Understanding the brain: a brief history

Our understanding of the brain has developed, as technology, culture and science has evolved.

The brain as a radiator

In 335 BC, Greek philosopher Aristotle thought the brain was simply a radiator that kept the all-important heart from overheating. Around 170 AD, Roman physician Galen suggested the brain’s four ventricles (fluid-filled cavities) were the seat of complex thought, and determined personality and bodily functions. This was one of the first suggestions that the brain was where our memory, personality and thinking reside. 

First nervous system sketch

In the 16th century, Belgian anatomist Andreas Vesalius created a highly detailed map of the nervous system and argued against the ventricles as the site of brain functions. We now know he was correct: the ventricles are filled with the cerebrospinal fluid that nourishes brain cells and cushions the brain against physical impact.

Electricity fires the nerves

In 1791, in the first suggestion that electrical impulses were important in the nervous system, Italian Luigi Galvani showed that electricity applied to nerves could make muscles contract. 

The brain has regions

In 1848, American railroad worker Phineas Gage had an iron rod strike his head, passing through his left frontal lobe. He survived, but aspects of his personality changed, suggesting that specific brain regions were important for certain functions. This idea grew stronger after studies in the 1860-70s by physicians Paul Broca and Carl Wernicke showed that specific parts of the brain were dedicated to different components of speech.

Neurons, units of the brain

In the early 1900s, anatomists were taking advantage of microscopes and new staining methods to explore the smallest parts of the brain.

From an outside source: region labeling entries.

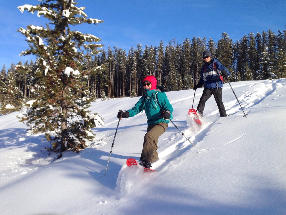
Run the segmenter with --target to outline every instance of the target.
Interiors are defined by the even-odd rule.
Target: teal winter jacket
[[[129,117],[133,117],[140,112],[142,112],[144,110],[147,117],[148,126],[159,122],[170,122],[169,120],[164,119],[161,116],[164,110],[169,110],[171,114],[170,118],[172,119],[173,110],[163,88],[158,87],[155,89],[146,91],[145,93],[133,108],[127,111],[129,113]]]

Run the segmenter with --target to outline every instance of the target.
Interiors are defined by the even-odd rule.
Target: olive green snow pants
[[[144,138],[143,149],[140,160],[142,161],[145,158],[148,162],[152,163],[159,159],[157,151],[158,149],[158,139],[168,127],[168,123],[163,122],[159,122],[148,126],[147,133]]]

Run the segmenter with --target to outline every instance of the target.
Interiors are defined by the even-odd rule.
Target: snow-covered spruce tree
[[[19,110],[22,107],[23,93],[17,86],[15,67],[15,64],[12,64],[11,67],[8,69],[3,87],[3,83],[0,81],[2,100],[0,104],[1,114],[9,114]]]
[[[87,19],[85,8],[76,7],[73,0],[42,1],[35,6],[18,8],[22,13],[37,12],[38,17],[49,20],[45,28],[31,25],[18,30],[29,46],[21,54],[34,55],[37,62],[35,71],[30,74],[37,95],[21,121],[32,132],[44,132],[52,144],[46,148],[60,153],[59,157],[67,150],[78,152],[84,148],[94,137],[91,129],[104,124],[99,116],[87,110],[90,101],[85,95],[89,92],[87,74],[82,69],[87,56],[96,54],[97,48],[102,46],[95,43],[100,39],[70,29],[102,21]]]

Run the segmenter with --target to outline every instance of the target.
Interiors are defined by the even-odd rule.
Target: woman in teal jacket
[[[151,163],[159,159],[157,152],[158,140],[168,127],[170,122],[168,120],[172,119],[173,108],[163,88],[157,87],[156,78],[152,75],[147,76],[143,79],[142,83],[145,95],[141,97],[131,109],[120,111],[117,117],[119,119],[133,117],[145,110],[148,127],[138,163],[150,168]]]

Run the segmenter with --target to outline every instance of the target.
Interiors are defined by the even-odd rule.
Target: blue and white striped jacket
[[[224,66],[215,58],[211,60],[211,63],[208,65],[205,62],[200,70],[200,79],[199,83],[204,83],[204,87],[208,89],[214,89],[222,87],[223,86],[223,79],[221,72],[225,69],[229,75],[229,72]]]

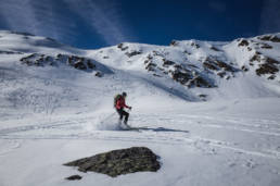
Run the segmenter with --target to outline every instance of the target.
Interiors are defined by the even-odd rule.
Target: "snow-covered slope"
[[[0,32],[0,185],[279,185],[280,34],[81,50]],[[133,107],[122,131],[113,97]],[[157,173],[62,164],[147,146]]]

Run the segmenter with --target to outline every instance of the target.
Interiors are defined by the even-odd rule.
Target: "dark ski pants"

Neuroanatomists Santiago RamÓn y Cajal and Camillo Golgi were awarded the 1906 Nobel Prize for identifying that nerve cells (neurons) are the building blocks of the brain, and showing there are many different types.

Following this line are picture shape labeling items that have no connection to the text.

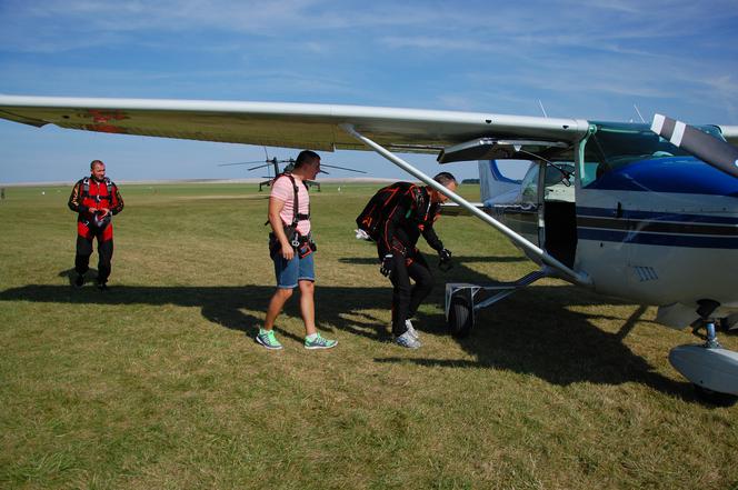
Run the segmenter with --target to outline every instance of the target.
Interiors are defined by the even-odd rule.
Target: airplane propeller
[[[718,170],[738,178],[738,148],[694,126],[655,114],[651,131]]]

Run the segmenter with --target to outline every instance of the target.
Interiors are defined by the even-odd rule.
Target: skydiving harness
[[[297,183],[295,182],[295,177],[292,177],[291,173],[289,172],[283,172],[280,173],[272,181],[272,186],[275,182],[277,182],[277,179],[280,177],[288,177],[290,179],[290,182],[292,182],[292,189],[295,190],[295,201],[292,206],[292,222],[289,224],[285,224],[282,222],[282,226],[285,227],[285,234],[287,236],[287,240],[290,242],[292,248],[297,251],[298,256],[300,259],[308,257],[310,253],[315,252],[318,250],[318,246],[316,242],[312,240],[312,232],[309,232],[307,236],[300,234],[299,231],[297,231],[297,223],[302,220],[309,220],[310,219],[310,203],[308,203],[308,213],[301,213],[298,212],[300,209],[300,201],[298,199],[298,192],[299,188],[297,187]],[[308,190],[308,184],[302,181],[302,184],[305,186],[305,189]],[[265,226],[269,224],[269,220],[265,222]],[[277,234],[273,231],[269,232],[269,256],[273,259],[279,251],[282,249],[281,243],[279,242],[279,239],[277,238]]]
[[[112,208],[112,181],[108,179],[107,177],[102,180],[104,182],[106,188],[108,189],[108,196],[100,196],[99,193],[96,196],[90,196],[90,178],[86,177],[82,179],[82,192],[79,197],[79,202],[80,204],[84,202],[86,198],[94,199],[94,202],[100,203],[101,200],[107,200],[108,201],[108,207]],[[111,220],[111,214],[112,211],[108,211],[108,213],[102,218],[98,218],[98,214],[93,214],[92,219],[82,219],[82,222],[87,224],[88,227],[92,224],[96,228],[104,228],[110,223]],[[81,217],[81,214],[80,214]]]
[[[107,177],[102,181],[106,183],[106,187],[108,188],[108,196],[97,194],[92,197],[90,196],[90,178],[86,177],[84,179],[82,179],[82,194],[80,196],[80,202],[82,202],[84,198],[92,198],[97,202],[100,202],[101,199],[107,199],[112,206],[112,182]]]

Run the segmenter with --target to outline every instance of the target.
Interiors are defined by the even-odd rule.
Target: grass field
[[[376,188],[312,193],[317,318],[340,343],[306,351],[293,298],[278,352],[252,340],[275,281],[255,184],[123,186],[107,292],[69,286],[70,188],[7,189],[0,487],[738,488],[738,407],[695,397],[667,354],[697,339],[654,309],[548,280],[446,334],[443,282],[533,270],[472,218],[438,223],[456,267],[423,348],[392,344],[389,282],[352,236]]]

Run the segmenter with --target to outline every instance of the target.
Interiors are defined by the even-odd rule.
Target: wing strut
[[[529,252],[533,253],[535,256],[539,257],[540,260],[545,264],[558,270],[564,276],[566,276],[567,278],[574,280],[578,284],[582,284],[582,286],[591,284],[591,279],[587,274],[579,273],[579,272],[576,272],[576,271],[569,269],[564,263],[559,262],[554,257],[546,253],[539,247],[537,247],[532,242],[526,240],[522,236],[516,233],[515,231],[512,231],[511,229],[509,229],[508,227],[506,227],[501,222],[497,221],[495,218],[487,214],[486,212],[480,211],[473,204],[471,204],[470,202],[468,202],[467,200],[461,198],[459,194],[457,194],[455,192],[451,192],[450,190],[446,189],[443,186],[436,182],[433,179],[431,179],[427,174],[422,173],[420,170],[416,169],[415,167],[412,167],[410,163],[406,162],[401,158],[397,157],[395,153],[387,150],[381,144],[378,144],[378,143],[373,142],[372,140],[370,140],[369,138],[360,134],[353,128],[353,126],[351,126],[351,124],[340,124],[340,127],[348,134],[350,134],[351,137],[353,137],[357,140],[361,141],[367,147],[371,148],[377,153],[385,157],[387,160],[391,161],[392,163],[395,163],[396,166],[398,166],[399,168],[401,168],[406,172],[412,174],[417,179],[420,179],[421,181],[423,181],[425,183],[427,183],[431,188],[436,189],[437,191],[441,192],[442,194],[448,196],[448,198],[451,201],[456,202],[457,204],[459,204],[460,207],[462,207],[463,209],[469,211],[472,216],[476,216],[480,220],[482,220],[486,223],[490,224],[491,227],[496,228],[500,233],[505,234],[507,238],[512,240],[515,243],[517,243],[518,246],[520,246],[523,249],[528,250]]]

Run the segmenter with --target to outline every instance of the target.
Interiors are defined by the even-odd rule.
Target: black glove
[[[449,249],[442,249],[438,252],[438,267],[442,271],[447,271],[453,267],[451,263],[451,251]]]
[[[392,269],[395,269],[395,257],[391,253],[388,253],[382,259],[382,264],[379,267],[379,272],[386,278],[389,278],[392,274]]]

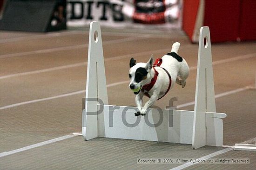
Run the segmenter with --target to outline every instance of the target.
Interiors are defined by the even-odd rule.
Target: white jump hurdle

Communication in the brain

In 1932 Sir Charles Sherrington and Edgar Adrian won the Nobel Prize for proposing the concept of synapses (junctions between neurons, pictured), which advanced the understanding of the central nervous system; Alan Hodgkin, Andrew Huxley and Australian Sir John Eccles won a Nobel Prize in 1963 for showing how neurons communicate via electrical and chemical signalling.

Explosion of neuroscience

From the 1960s there was an explosion of neuroscience research. With rapid advances in technology, and collaboration across fields such as physics and genetics, scientists have made great leaps in understanding the brain, through detailed imaging and mapping of networks (pictured), and deciphering chemical pathways.